Policy Gradient Loss with Clipping: Unlike the standard policy gradient approaches involving a direct policy ratio, CPGD utilizes a clipped policy gradient loss. The clip mechanism ensures that policy updates are constrained:

$\Phi_{\theta}(\mathbf{x}, \mathbf{y}) = \min\left( \ln\frac{\pi_\theta(\mathbf{y}|\mathbf{x})}{\pi_{\theta_{old}}(\mathbf{y}|\mathbf{x})} \cdot A^\text{CPGD}(\mathbf{x}, \mathbf{y}), \text{clip}_{\ln(1-\epsilon)}^{\ln(1+\epsilon)}\left(\ln\frac{\pi_\theta(\mathbf{y}|\mathbf{x})}{\pi_{\theta_{old}}(\mathbf{y}|\mathbf{x})}\right)A^\text{CPGD}(\mathbf{x}, \mathbf{y}) \right)$

Policy Drift Regularizer: This involves using the KL divergence between the new and old policies to create a penalty term that prevents large deviations.

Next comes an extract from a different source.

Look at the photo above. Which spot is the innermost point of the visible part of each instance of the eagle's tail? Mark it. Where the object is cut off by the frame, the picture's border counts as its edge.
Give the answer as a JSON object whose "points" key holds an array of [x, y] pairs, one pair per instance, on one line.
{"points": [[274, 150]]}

$D_\text{KL}(\pi_{\theta_{old}}, \pi_{\theta}|\mathbf{x}) = \mathbb{E}_{\mathbf{y}\sim\pi_{\theta_{old}}(\cdot|\mathbf{x})} \left[ \ln\frac{\pi_{\theta_{old}}(\mathbf{y}|\mathbf{x})}{\pi_{\theta}(\mathbf{y}|\mathbf{x})} \right]$

Weighted Advantages: CPGD incorporates a dynamic weighting factor for the advantages, improving model performance by giving more importance to more informative samples.

Theoretical Foundations

The paper provides a theoretical convergence proof for CPGD. It guarantees that the sequence of policies generated by CPGD will converge, adding to the algorithm's stability and reliability.

Experimental Evaluation

The experiments demonstrate CPGD’s effectiveness across multiple multimodal reasoning benchmarks such as MathVista, MathVerse, MathVision, and MMK12. CPGD was shown to outperform existing RL methods like GRPO and REINFORCE++ consistently. Notably, CPGD achieved marked improvements in training stability and performance, providing a robust alternative to existing methods.

Implementation Details

CPGD can be efficiently integrated into various training frameworks. Here are some key implementation considerations:

Learning Rate and Batch Sizes: The experiments used a learning rate of $1e{-}6$ with batch sizes of 128 for both training and rollout.
Epochs and Responses: Training was conducted over several epochs with eight responses generated per prompt.
System Prompts: The prompts use > and <answer> tags to delineate reasoning steps and final answers, aiding in the structured training of models.

Conclusion

CPGD offers a stable and efficient approach to RL for LMs, sidestepping the instability issues of previous methods by balancing policy updates with the clip mechanism and policy drift. This method not only ensures convergence but also enhances the model's reasoning capabilities across complex multimodal tasks. The proposed algorithm is poised to serve as a significant advancement in the domain of reinforcement learning for LLMs.